The following MPLS features are not supported by the QFX5100 VC and QFX5100 VCF switches:

  • Next-hop LSP

  • BFD including BFD triggered FRR

  • L2 VPN based on BGP (See RFC 6624)

  • VPLS

  • Extended VLAN CCC

  • Pseudowire protection using Ethernet OAM

  • Local switching of pseudo-wire

  • Pseudowire fault detection based on VCCV

  • QFX Series switches with Broadcom chipsets do not support separate next hops for the same label with different S bits (S-0 and S-1). This includes QFX3500, QFX3600, EX4600, QFX5100, and QFX5200 switches.

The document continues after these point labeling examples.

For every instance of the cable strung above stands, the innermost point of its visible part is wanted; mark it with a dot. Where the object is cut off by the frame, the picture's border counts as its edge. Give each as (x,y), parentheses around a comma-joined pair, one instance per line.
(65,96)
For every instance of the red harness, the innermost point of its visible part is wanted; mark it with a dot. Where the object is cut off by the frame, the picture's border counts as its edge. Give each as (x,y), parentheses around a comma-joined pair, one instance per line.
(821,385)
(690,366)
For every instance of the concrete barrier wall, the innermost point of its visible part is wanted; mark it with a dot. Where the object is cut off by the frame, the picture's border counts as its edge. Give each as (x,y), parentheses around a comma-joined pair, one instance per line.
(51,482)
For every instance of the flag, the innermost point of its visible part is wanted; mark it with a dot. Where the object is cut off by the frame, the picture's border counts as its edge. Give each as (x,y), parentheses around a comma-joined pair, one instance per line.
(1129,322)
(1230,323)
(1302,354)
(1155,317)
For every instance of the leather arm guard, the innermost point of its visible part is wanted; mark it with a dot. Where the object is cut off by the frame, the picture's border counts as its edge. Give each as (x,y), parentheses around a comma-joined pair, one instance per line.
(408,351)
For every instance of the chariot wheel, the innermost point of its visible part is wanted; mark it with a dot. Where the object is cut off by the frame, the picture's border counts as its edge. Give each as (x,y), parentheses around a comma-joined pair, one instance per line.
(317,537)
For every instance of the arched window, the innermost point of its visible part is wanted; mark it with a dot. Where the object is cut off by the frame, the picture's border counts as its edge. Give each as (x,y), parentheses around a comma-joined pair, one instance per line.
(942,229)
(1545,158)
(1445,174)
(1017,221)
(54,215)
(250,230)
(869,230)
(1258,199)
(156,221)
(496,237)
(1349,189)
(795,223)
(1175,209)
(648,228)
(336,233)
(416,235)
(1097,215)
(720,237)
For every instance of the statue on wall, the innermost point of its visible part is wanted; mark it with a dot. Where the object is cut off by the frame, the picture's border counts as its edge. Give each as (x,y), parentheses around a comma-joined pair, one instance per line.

MPLS Limitations on QFX3500 Switches

  • If you configure the BGP labeled unicast address family (using the labeled-unicast statement at the [edit protocols bgp family inet] hierarchy level) on a QFX Series switch or on an EX4600 switch deployed as a route reflector for BGP labeled routes, path selection will occur at the route reflector, and a single best path will be advertised. This will result in loss of BGP multipath information.

  • Although fast reroute is supported, the include-all and include-any options for fast reroute are not supported. See Fast Reroute Overview for details.

  • MPLS-based circuit cross-connects (CCC) are not supported—only circuit-based pseudowires are supported.

  • MTU signaling in RSVP and discovery is supported in the control plane. However, this cannot be enforced in the data plane.

  • With Layer 2 (L2) circuit-based pseudowires, if multiple equal-cost RSVP label-switched paths (LSPs) are available to reach a L2 circuit neighbor, one LSP is randomly used for forwarding. Use this feature to specify LSPs for specific L2 circuit traffic to load-share the traffic in the MPLS core.

  • Configuring an MPLS firewall filter on a switch that is deployed as an egress provider edge (PE) switch has no effect.

  • Configuring the revert-timer statement at the [edit protocols mpls] hierarchy level has no effect.